You can use lots of yeast to produce a bunch quickly, but you won’t be able to exceed amount of sugar available. If you’re making lots of early explosive brews, you risk stressing your livestock or popping open your bottle under pressure. That upper bound become the cap on your potential output.

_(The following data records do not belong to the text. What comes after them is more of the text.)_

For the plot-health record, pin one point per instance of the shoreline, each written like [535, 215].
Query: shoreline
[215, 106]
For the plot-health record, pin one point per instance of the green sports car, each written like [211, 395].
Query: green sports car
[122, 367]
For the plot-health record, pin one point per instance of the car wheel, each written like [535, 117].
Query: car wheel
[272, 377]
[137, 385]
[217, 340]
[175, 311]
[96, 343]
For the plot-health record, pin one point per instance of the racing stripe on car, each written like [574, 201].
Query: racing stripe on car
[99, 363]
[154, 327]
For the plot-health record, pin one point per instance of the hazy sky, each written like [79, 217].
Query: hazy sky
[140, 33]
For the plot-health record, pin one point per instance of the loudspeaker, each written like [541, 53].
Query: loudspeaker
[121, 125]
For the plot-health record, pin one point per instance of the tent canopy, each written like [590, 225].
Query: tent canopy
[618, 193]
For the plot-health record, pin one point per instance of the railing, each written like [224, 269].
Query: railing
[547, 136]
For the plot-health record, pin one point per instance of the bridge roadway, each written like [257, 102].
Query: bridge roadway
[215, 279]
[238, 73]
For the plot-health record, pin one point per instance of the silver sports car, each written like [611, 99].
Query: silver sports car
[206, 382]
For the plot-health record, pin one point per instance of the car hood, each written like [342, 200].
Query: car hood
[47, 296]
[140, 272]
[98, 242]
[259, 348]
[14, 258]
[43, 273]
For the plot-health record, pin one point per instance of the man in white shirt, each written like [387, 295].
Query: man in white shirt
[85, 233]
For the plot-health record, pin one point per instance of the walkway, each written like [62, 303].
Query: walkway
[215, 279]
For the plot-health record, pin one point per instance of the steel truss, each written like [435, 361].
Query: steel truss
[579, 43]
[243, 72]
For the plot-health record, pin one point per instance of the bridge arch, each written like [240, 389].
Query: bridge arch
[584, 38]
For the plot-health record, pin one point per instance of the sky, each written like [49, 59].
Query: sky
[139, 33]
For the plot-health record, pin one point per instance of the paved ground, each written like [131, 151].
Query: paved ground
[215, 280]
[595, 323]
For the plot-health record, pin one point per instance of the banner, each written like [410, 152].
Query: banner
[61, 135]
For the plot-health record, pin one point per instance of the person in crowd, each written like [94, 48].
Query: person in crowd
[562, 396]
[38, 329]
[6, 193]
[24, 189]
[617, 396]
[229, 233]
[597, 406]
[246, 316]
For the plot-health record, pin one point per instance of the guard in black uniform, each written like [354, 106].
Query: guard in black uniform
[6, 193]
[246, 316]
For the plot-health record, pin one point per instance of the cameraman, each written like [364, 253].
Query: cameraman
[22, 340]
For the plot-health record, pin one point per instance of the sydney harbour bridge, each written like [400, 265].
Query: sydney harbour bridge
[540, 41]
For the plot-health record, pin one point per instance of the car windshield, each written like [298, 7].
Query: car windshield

The calculator estimates how long it should of take for your reserve to run out based off how fast tank is using it. It’s supply vs demand with the additional constraints of real world. This process is throttled by temperature. Placing the bottle in a cool basement makes yeast work slowly, extending the timeline but delaying the onset. Sticking the bottle into a warm kitchen speed up the process… Shortening the overall timeline while putting more output at the start. The tradeoff between these two factors is visualized in tables on the page. These tables shows how much a couple of degrees can change your timeline, sometimes by almost an entire week.
Until plants start starving, most hobbyists don’t consider line loss. Long tubing or a stiff check valve impose backpressure that limits flow. In effect, it suffocates the system well before yeast have all eaten. The tool allows you to input these mechanical resistances. You’ll be able to observe how much gas is being lost to leaks/flow resistance vs. What is actualy going into the water.
Performance also depends on diffusion efficiency. Once CO2 reaches the tank, not everything stays there. If your diffuser doesn’t do a good job, then it put out big bubbles which float up and escape into room air. You’re wasting what you paid for. By allowing you to choose your diffuser type, the calculator will adjust for this. Ceramic stones are very effective, capturing much more gas than simple bell diffusers. An upgrade to a better piece of hardware can make two tanks with equal-sized yeast bottles last differenter amounts of time. Better capture efficiency cost less than brewing bigger mixtures.
You want consistency not max out. Sporadic surges aren’t good for plants. They like steady supply, not feast/famine cycles. It will tell you how long to wait between doses until the supply runs out and there is not enough left to use. That way you’ll plan a refill just before it crashes so there isn’t any unexpected moment when everything goes belly up and you’re in a lull.
If you plan for this, then no growth will be stunted and no algae will bloom. You can get the next dose ready while previous still hasn’t given up yet and it all smoothly blends together. A biological process that was once wildly inconsistent and chaotic becomes predictable and useful. Now your plants has something they can rely on and don’t have to go through the stress of counting every last bubble.